Hawk Larabee is an American old-time radio western. It was broadcast on CBS from July 5, 1946, until February 7, 1948.

==Format==
In his book, On the Air: The Encyclopedia of Old-Time Radio, radio historian John Dunning described Hawk Larabee as "radio's first half-hearted attempt at an adult western drama, a concept that was not fully realized until the arrival of Gunsmoke five years later." Although adults listened to earlier radio westerns, such as The Lone Ranger and Red Ryder, the main audience for those programs was children. Another radio historian, Jim Cox, wrote in his book, Say Goodnight, Gracie: The Last Years of Network Radio, that Hawk Larabee "fell short in providing the stark realism of a grown-up narrative."

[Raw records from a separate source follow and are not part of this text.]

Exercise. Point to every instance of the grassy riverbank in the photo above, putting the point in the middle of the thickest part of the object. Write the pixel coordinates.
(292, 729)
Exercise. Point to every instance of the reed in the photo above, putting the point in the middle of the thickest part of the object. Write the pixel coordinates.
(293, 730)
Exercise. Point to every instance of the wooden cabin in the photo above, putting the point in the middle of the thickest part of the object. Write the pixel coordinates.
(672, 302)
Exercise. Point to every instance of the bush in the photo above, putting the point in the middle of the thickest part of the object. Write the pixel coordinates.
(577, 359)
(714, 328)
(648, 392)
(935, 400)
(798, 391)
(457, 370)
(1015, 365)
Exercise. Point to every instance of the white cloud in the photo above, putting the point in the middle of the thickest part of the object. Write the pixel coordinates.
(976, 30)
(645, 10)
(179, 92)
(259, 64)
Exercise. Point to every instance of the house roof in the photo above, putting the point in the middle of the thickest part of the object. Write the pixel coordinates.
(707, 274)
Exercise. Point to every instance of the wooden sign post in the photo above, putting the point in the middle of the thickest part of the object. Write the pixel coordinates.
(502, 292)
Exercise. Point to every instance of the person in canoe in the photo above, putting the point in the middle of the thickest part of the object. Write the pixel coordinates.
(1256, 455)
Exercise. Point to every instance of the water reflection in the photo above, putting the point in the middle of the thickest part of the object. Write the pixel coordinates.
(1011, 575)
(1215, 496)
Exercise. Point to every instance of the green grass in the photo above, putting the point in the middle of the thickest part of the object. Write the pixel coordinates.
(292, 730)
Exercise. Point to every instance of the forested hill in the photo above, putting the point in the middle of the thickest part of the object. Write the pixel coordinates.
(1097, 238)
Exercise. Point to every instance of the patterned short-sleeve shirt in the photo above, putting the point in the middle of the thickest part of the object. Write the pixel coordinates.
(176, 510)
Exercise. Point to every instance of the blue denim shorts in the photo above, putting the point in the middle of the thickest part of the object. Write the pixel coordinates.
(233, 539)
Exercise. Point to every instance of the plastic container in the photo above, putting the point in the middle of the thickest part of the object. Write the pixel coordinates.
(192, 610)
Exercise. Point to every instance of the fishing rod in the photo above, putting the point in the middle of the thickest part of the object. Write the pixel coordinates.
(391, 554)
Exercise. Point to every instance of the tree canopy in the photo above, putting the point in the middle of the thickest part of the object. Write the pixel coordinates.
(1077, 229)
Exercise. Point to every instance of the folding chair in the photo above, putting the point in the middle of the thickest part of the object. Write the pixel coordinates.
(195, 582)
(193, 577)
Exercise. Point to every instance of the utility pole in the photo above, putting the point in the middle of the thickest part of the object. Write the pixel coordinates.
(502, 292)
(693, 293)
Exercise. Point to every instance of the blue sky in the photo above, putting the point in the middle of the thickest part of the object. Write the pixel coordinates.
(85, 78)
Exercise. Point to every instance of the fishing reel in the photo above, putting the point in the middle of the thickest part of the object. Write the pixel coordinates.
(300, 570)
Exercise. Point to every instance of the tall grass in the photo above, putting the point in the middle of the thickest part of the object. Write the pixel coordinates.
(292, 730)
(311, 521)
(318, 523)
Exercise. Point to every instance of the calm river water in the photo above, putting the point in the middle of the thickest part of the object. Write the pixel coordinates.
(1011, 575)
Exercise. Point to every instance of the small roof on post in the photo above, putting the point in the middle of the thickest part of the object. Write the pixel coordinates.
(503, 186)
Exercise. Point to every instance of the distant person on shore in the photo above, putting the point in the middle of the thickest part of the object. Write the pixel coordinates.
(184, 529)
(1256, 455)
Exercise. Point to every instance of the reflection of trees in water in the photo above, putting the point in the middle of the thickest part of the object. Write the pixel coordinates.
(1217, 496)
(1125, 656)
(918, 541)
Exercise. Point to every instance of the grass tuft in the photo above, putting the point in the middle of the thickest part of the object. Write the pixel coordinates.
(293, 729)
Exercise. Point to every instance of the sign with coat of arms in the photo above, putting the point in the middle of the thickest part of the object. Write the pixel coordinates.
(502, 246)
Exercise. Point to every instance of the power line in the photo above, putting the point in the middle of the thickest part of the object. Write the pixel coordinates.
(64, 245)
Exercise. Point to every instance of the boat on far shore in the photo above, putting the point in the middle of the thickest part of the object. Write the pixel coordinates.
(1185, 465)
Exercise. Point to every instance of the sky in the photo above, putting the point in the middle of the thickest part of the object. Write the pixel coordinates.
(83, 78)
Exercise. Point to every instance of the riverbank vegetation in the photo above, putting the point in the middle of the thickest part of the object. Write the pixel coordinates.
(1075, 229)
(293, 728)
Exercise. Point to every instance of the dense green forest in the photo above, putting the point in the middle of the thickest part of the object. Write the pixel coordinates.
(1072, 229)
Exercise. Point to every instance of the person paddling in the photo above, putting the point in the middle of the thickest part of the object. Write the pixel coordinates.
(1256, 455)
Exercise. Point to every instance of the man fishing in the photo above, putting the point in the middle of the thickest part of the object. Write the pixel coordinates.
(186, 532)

A summer replacement for The Adventures of Maisie, the program began as Hawk Durango, with the main character having that name. Those episodes focused on the adventures of Durango and his partner, Brazos John. After six weeks, the program ended. On October 3, 1946, Hawk Larabee debuted, with the title character being the owner of Black Mesa Ranch. Larabee and his partner, Somber Jones, encountered adventures in and around the town of Sundown Wells. Larabee often found himself accused of crimes that he had not committed and thus had to solve the crimes to save himself from misfortune.

==Personnel==
The changes in title and format were accompanied by a change in who had the title role. Elliott Lewis played Hawk Durango, with Barton Yarborough as Brazos John. In the Hawk Larabee program, Yarborough played the title role, while Barney Phillips portrayed Somber Jones. James Matthews was the announcer. William N. Robson was producer and director, and Richard Sanville was assistant director. Writers were Gomer Cool, E. Jack Neuman, Arthur E. Orlock, Dean Owen, and Kenneth Perkins.

Music was by Wilbur Hatch, and episodes incorporated singing by the Texas Rangers quartet. They sang the theme and provided bridges and background music for the broadcasts. Each episode also included three one-minute arrangements of songs in case some local stations wanted to insert commercials for the otherwise unsponsored program. In later episodes, Andy Parker's Plainsmen replaced the Texas Rangers.